ANC and DA Emerge as Twin Pillars of South African Politics

Pierneef

December 24, 2025

4 min read

Polling from November showed the ANC and DA locked in the low 30% range, drawing support from the overlapping established and aspirant middle classes and pointing towards a future where cooperation could matter more than rivalry.
ANC and DA Emerge as Twin Pillars of South African Politics
Photo by Gallo Images/Nelius Rademan

As the gap between the African National Congress (ANC) and the Democratic Alliance (DA) narrows, the logic of treating each other as partners in stabilising South Africa, rather than as mortal enemies, grows steadily stronger.

Fresh data from a November Social Research Foundation poll, carried in this newspaper, places the ANC at 37% and the DA at 32% on a 53% voter turnout model, with both parties polling in the 30% band and separated by only five points. That profile confirms that South Africa is settling into a de facto two-party system, with the ANC and DA as the primary contenders for executive authority.

The social bases of the two parties also overlap in important ways. In the 2024 election the DA sourced just over half of its support from the established middle classes in suburbs and commercial centres, while the ANC drew slightly less than half from the aspirant middle class on the urban fringes. These are constituencies whose material interests align, since policies that protect and grow the established middle class are the same policies that allow the aspirant middle class to secure a foothold and climb.

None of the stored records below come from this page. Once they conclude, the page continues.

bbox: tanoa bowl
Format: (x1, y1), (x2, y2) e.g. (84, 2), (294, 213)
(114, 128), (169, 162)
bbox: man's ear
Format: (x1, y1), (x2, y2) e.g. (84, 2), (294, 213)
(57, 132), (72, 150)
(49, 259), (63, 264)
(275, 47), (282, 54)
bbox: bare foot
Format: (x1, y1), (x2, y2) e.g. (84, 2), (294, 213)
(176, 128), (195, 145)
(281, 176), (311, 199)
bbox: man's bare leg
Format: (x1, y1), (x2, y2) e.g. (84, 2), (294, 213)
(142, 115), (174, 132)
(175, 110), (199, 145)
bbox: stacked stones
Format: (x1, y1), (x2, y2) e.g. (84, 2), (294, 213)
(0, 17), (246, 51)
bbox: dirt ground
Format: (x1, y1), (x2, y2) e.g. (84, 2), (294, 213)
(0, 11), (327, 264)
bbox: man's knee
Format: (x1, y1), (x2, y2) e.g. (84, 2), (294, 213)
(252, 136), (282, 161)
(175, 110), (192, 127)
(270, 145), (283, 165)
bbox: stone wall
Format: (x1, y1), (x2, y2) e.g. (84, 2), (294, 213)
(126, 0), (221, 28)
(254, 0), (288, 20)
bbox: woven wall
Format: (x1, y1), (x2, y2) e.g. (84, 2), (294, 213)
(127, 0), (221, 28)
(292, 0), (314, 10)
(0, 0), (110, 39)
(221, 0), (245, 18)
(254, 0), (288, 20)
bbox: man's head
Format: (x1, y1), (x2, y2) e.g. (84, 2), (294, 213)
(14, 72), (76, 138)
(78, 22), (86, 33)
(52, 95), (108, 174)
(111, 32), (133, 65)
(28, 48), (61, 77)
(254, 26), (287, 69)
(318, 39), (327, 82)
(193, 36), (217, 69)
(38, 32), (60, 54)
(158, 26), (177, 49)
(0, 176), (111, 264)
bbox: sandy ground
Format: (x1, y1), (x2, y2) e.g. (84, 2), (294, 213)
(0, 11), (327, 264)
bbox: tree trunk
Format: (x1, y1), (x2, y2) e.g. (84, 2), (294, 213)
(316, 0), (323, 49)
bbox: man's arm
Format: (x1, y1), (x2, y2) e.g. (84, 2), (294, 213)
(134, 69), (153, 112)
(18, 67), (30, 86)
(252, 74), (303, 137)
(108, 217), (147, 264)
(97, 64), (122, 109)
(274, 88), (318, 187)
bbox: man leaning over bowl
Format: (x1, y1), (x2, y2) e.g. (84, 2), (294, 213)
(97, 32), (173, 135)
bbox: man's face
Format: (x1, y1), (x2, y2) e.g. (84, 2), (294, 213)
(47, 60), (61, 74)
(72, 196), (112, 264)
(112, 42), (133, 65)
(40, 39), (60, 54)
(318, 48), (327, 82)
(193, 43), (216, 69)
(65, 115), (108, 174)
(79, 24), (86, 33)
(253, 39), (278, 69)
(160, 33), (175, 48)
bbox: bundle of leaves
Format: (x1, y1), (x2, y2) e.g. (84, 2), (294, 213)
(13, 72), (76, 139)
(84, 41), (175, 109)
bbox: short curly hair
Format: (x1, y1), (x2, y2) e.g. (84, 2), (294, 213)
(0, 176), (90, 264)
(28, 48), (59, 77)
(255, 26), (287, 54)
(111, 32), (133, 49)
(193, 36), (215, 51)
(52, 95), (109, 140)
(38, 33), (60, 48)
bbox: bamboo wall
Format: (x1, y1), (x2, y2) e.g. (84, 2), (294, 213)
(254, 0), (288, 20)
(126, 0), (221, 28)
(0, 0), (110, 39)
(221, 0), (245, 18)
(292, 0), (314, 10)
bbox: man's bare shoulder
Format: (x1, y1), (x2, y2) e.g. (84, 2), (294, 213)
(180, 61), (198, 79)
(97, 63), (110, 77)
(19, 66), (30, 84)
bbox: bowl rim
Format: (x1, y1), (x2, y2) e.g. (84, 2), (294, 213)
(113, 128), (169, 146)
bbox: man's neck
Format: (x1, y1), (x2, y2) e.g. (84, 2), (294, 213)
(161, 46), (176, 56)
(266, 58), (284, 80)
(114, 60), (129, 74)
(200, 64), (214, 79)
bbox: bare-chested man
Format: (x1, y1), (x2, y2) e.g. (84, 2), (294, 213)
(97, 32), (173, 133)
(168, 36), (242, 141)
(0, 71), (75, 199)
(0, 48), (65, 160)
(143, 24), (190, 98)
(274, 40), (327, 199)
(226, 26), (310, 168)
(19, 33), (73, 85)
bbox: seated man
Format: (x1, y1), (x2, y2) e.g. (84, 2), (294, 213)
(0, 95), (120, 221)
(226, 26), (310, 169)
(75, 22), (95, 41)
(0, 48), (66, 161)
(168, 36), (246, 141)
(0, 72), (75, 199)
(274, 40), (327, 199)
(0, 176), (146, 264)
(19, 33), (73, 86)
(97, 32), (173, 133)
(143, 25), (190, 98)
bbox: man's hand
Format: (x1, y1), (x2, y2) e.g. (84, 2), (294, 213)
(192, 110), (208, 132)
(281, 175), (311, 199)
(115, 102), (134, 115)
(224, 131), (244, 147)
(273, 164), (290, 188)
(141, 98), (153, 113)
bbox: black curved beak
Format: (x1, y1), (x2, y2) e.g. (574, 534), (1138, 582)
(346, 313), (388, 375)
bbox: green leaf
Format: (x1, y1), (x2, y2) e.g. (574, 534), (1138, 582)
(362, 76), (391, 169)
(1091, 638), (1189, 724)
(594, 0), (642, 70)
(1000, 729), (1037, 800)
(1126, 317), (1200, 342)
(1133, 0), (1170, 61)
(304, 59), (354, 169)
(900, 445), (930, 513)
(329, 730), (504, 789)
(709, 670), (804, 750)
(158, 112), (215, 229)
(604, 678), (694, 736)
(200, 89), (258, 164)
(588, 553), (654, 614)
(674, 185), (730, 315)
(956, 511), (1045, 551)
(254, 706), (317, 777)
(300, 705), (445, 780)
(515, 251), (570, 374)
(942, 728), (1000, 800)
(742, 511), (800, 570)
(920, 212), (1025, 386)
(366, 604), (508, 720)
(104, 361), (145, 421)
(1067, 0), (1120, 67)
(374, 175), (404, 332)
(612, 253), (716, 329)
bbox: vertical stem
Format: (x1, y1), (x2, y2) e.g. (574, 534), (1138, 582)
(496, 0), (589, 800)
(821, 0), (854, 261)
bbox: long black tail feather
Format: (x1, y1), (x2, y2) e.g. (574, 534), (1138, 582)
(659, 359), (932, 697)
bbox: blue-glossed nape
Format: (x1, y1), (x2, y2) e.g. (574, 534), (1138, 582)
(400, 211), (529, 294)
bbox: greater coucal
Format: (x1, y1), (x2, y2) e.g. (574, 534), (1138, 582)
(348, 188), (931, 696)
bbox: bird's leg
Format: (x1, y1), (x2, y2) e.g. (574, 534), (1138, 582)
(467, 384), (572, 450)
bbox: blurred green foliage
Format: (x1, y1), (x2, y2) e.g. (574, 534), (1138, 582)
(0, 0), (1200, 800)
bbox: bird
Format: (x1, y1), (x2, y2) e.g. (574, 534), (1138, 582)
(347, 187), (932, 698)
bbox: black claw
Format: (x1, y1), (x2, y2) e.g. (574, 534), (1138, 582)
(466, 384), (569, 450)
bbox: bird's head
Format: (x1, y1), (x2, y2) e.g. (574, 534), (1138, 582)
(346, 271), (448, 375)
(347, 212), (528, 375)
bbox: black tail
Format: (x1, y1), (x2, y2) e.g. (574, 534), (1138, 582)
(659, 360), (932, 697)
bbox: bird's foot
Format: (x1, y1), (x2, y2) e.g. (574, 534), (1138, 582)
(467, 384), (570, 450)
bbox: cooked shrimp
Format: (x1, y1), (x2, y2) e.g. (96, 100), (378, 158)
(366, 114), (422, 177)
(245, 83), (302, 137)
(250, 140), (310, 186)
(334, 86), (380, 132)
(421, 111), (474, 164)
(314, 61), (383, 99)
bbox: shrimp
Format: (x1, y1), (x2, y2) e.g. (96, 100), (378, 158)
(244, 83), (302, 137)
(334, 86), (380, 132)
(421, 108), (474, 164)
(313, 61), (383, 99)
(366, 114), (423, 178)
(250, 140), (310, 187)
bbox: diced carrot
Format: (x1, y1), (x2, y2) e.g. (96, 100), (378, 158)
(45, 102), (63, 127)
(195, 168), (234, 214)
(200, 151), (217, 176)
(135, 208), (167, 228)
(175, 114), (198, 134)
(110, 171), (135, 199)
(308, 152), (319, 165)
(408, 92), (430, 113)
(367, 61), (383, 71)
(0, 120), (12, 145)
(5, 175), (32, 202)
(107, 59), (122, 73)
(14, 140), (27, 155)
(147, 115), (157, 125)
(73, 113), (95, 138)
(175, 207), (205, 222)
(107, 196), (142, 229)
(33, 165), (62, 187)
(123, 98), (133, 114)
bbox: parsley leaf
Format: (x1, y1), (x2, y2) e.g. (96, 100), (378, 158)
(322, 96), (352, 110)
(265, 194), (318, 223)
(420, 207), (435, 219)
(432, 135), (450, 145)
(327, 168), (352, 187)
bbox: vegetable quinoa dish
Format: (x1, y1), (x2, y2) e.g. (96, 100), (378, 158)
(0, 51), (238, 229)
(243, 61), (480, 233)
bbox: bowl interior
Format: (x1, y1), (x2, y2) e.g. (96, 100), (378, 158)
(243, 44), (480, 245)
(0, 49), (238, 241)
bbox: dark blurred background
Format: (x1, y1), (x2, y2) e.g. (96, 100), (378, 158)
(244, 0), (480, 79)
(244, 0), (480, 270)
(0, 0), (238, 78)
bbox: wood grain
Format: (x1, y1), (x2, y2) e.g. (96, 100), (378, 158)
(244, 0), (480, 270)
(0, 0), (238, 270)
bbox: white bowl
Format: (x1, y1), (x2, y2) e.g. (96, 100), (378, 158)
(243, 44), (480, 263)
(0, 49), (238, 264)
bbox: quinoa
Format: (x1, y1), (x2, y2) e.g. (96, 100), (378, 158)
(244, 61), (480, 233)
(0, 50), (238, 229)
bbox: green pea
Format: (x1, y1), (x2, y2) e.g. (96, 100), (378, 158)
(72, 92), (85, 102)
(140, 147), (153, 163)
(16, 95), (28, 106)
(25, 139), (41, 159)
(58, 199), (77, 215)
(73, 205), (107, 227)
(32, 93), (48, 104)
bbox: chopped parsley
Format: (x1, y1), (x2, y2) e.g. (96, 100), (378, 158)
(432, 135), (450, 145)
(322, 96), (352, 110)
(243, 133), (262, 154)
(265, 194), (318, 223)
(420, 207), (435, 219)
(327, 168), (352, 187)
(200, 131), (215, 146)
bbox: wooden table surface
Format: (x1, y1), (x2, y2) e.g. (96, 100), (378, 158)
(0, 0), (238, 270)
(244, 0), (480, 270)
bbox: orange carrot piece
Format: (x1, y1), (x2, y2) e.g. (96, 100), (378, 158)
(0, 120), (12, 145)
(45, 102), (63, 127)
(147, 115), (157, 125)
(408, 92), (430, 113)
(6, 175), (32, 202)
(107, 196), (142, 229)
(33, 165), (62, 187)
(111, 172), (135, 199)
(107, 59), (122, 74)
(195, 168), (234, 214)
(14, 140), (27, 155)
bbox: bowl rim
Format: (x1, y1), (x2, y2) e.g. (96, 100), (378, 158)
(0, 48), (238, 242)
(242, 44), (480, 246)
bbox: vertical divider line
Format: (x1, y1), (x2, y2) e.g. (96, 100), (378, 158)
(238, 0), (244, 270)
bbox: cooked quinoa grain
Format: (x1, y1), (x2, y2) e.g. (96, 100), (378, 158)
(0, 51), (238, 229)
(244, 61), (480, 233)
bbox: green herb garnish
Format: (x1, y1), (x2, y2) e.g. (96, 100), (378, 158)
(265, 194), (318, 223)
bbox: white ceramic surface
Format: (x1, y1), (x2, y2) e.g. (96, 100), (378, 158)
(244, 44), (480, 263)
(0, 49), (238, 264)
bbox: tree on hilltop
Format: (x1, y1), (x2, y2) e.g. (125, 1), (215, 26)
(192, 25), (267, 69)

On that reading there is little that should divide the ANC and DA on the core economic and governance reforms that South Africa needs. A constructive outcome would be one in which the DA effectively mandates the established middle class, and the ANC speaks for the aspirant middle class, with working in tandem inside a shared governing framework.

That arrangement would also help the ANC to solidify its rural base. Many rural voters are older and deeply invested in the fortunes of children and grandchildren who have gone to cities in pursuit of opportunities that might lift them into a middle-class standard of living. A partnership that aligns urban reform with the aspirations of rural families would speak directly to that hope.

Within such a framework the two parties could come to understand each other as co-custodians of South Africa’s recovery rather than as absolute rivals. The progress already recorded under the Government of National Unity from the recent mini-budget and easing bond yields, to the shelving of the National Health Insurance proposal in its original form, a marked improvement in electricity availability, accelerating port and rail reforms highlighted by the deputy finance minister on this newspaper’s Talking Sense podcast, and the successful hosting of the G20 suggests what is possible.

If that mindset takes hold over the coming decade, South Africa stands a realistic chance of turning those early gains into a more durable trajectory of prosperity, institutional stability, and personal freedom, with the ANC and DA acting less as enemies and more as the twin engines of a shared national project.

Pierneef was one of South Africa's greatest artists, known for his paintings of South African vistas. This column named after him aims to do something similar - sketch the broad vistas of South Africa's domestic landscape.